Life as a girl with spina bifida

When I was born not long after I was reported born with birth effect disease known as Spina Bifida and the doctor told my mother these very heart breaking things," your child will never walk, talk or ever be able to go too school like everyone else. Your child might died by age of three." I spent the first year of life in hospital when I was only few weeks I started be discovered I was born with seizure disorder as well do to me and massive spot found on x-ray. Before age one my first words were Eddie repeatedly I surprise and shocked my mother by eventually learning how to talk. By age one in half during playtime with my cousin and mother playing monkey in middle with me on floor I took my first steps. My always took back to the doctor during doctor appointments saying that he was wrong I can talk and I can walk.

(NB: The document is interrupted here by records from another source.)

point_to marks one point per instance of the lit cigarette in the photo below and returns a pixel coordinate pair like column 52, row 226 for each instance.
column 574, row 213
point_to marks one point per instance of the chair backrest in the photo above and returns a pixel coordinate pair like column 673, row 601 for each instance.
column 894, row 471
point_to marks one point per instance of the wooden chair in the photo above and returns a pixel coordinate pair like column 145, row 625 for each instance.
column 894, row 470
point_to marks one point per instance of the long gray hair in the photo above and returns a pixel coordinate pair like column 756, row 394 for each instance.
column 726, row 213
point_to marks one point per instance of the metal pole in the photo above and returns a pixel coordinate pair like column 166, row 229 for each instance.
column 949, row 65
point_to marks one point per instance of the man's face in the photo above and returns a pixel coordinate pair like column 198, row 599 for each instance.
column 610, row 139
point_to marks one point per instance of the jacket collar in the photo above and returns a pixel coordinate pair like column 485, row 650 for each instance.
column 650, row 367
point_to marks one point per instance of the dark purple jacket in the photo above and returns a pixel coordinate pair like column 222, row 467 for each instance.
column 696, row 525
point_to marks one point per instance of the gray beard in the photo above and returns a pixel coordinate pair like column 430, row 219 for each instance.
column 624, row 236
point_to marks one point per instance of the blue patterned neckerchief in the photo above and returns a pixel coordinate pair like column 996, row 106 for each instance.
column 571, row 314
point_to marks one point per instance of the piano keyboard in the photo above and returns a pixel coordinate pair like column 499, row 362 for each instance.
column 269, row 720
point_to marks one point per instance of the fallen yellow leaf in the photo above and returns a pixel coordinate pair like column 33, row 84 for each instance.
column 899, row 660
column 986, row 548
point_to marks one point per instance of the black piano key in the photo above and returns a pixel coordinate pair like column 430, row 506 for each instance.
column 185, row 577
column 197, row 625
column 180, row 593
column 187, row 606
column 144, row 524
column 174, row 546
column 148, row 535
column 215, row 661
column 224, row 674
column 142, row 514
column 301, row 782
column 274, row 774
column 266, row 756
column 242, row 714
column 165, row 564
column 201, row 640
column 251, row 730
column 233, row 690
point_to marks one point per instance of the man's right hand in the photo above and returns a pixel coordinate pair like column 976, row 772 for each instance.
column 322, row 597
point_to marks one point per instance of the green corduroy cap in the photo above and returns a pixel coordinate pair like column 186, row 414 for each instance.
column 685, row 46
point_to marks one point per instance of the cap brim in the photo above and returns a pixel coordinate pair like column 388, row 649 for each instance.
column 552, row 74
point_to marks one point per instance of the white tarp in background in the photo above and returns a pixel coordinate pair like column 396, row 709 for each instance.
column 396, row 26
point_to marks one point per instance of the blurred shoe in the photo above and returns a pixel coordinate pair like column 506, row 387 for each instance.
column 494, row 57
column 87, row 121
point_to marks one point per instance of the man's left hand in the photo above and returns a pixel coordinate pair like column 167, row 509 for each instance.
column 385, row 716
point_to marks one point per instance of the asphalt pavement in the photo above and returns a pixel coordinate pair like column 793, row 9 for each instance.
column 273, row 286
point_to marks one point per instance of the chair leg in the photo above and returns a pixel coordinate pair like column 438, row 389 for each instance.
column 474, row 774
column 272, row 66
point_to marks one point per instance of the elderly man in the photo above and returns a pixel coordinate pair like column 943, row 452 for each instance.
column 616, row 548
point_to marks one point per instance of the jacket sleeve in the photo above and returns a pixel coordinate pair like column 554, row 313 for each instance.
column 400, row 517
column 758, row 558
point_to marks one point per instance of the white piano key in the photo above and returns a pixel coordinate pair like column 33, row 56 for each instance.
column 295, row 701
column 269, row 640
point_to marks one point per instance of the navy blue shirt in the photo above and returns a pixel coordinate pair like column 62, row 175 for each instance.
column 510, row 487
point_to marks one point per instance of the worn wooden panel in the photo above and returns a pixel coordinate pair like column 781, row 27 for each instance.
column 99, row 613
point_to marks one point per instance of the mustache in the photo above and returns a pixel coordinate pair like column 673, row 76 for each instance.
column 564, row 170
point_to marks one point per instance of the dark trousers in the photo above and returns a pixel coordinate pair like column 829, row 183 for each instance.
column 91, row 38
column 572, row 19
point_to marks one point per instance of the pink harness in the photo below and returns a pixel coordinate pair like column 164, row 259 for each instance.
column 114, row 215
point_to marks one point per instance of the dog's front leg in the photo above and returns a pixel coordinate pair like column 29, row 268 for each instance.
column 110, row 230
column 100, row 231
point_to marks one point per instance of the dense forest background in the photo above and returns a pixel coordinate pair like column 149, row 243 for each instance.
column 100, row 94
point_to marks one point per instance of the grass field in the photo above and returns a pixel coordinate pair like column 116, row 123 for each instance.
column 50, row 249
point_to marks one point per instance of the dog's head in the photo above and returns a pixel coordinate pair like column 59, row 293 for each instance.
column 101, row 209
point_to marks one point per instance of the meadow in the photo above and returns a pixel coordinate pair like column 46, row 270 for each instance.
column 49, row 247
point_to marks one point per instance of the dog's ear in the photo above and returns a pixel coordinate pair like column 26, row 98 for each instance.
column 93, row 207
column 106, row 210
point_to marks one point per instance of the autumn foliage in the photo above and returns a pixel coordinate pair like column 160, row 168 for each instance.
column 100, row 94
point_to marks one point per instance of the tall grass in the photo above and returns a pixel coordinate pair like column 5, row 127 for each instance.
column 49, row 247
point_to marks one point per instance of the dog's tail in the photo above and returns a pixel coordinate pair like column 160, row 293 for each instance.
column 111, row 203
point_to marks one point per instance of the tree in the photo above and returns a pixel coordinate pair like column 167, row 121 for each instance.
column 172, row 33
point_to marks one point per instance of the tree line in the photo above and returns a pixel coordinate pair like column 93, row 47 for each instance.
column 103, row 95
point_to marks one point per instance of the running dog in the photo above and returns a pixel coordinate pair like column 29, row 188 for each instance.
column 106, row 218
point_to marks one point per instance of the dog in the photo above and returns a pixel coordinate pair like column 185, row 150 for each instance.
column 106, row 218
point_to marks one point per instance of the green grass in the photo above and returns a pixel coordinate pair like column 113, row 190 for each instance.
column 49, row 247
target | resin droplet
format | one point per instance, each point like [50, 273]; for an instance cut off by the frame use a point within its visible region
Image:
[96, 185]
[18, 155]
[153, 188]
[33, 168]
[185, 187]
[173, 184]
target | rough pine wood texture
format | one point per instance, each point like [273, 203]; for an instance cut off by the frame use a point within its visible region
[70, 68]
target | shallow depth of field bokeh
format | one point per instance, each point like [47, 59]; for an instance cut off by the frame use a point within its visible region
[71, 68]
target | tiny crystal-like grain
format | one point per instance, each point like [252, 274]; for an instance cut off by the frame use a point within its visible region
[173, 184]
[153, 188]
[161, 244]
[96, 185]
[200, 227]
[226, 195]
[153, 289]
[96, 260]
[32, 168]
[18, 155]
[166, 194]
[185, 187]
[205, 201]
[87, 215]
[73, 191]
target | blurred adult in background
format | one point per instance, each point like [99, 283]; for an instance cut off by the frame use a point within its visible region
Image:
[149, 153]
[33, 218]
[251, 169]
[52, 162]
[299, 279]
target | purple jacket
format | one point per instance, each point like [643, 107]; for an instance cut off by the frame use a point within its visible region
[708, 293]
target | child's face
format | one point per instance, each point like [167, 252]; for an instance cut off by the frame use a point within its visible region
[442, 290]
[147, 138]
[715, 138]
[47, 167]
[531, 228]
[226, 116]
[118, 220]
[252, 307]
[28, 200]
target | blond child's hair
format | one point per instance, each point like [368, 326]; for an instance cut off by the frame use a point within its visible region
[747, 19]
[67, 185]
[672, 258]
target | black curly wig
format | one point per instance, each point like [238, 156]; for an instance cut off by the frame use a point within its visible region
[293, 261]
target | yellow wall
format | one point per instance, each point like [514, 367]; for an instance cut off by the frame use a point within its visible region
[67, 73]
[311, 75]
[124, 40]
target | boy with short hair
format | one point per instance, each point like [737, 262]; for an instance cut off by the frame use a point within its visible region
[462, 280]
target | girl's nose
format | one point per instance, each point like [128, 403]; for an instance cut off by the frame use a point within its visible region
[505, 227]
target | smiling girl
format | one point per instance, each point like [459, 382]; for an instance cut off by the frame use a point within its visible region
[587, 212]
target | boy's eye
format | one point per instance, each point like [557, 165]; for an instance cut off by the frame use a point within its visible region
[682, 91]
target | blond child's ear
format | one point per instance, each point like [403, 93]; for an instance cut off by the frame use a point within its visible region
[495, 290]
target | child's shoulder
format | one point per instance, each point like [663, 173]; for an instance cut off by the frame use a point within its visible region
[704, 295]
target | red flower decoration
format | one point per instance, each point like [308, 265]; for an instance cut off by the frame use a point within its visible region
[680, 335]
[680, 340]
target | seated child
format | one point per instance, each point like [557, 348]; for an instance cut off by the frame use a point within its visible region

it was by age three when my mom found having a seizure she flip over see I was my back was pouring out spinal fluids and I remember myself crying in pain grieving frighten young little girl seeing herself blacking out surrounded by people standing over her. I remember waking up further apart from my mom later on in jet play on bed crying for my mother and hearing her voice telling me it's okay my baby, it's okay. I remember blacking out once again. It was horrible experience for child and mother go through but I survived that near death experience as three year old girl who's not 20 years old today. I still haunted by that very day it's why I can't forget it ever even though I was young something horrifying like that no child can forget.

There times when I been off and on in wheelchair and walking support until 9 before my tenth birthday I went to doctor appointment and told the doctor would he help get out wheelchair my back no longer look like a letter C. He told me as little girl to my mother that he would help me get out wheelchair I went the Circus before my very last surgeon on my back I has 29+ over my whole entire life. I went into surgeon and left 3 weeks later on my feet without a wheelchair and walking support on my 10th birthday I only had use walker until I recovered. Then after time went by I was walking on my own and I was so happy. No one can explain how I went school like everyone else, how I can speak you today about my story and how I can walk on my own. I previously months ago felt feelings on left foot the very first time I cried. I think Lord everyday for saving me when I was three, he always saved me and kept me alive this whole time to share what I gone through. So one day I hope I meet someone special my dreams are get married someday and have children of my own. :') I want share my heart and my strength one day with someone I can love for rest my life. I am young, I am walking and I am alive.